I haven’t been very good about writing here every day. Things in my world have been harried lately, and I’m not feeling good about it. This week’s progress isn’t progress at all–it’s a big step back.
Stepping on the scale this morning, I wasn’t surprised to see that I was up. I was surprised by just how much the scale tipped upwards though: 5 pounds.
For the last few days, I have felt like eating every thing I have seen. If it wasn’t nailed down, I probably ate it. This happens every month, around the time that I’m ovulating. Any other time, my hunger is kept in check. But this time of the month, not so much.
I’m also retaining water like the Titanic. To wit:
I’m drinking water like it’s my job, but it isn’t helping the edema I’m having. Thankfully, this will go away. How quickly it will go is yet to be seen.
This past week, I ate more starchy carbs than I have been–beans, potatoes and a little rice. I’m also wondering if that might have contributed to the gain I had. I’m going to try and trim that back this week to see if it helps. Traveling out of town this past weekend didn’t help.
I just worry that after a great month on the scale, March is going to look like January, in which I only lost 3 pounds. I’m trying not to freak out about this week’s gain, but it’s hard not to. I have all these thoughts running through my head
What if I’m confined to eating just 1,000 calories per day for the rest of my life?

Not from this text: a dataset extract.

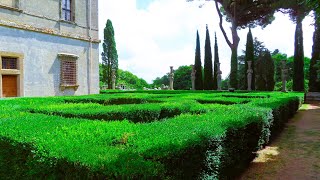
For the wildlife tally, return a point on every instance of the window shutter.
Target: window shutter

What if I never get out of this weight range?
What if, to lose the rest of this weight, I have to go on liquids for an extended period of time?
What if this is it, and I never get to my goal?
It’s so hard to keep going, but I have to.
This week’s challenge: birthday tomorrow. I’m going to try and conserve my calories during the day so I can enjoy my birthday dinner out. After that, I need to hit a reset button or something, because I need to get a handle on this before it gets worse.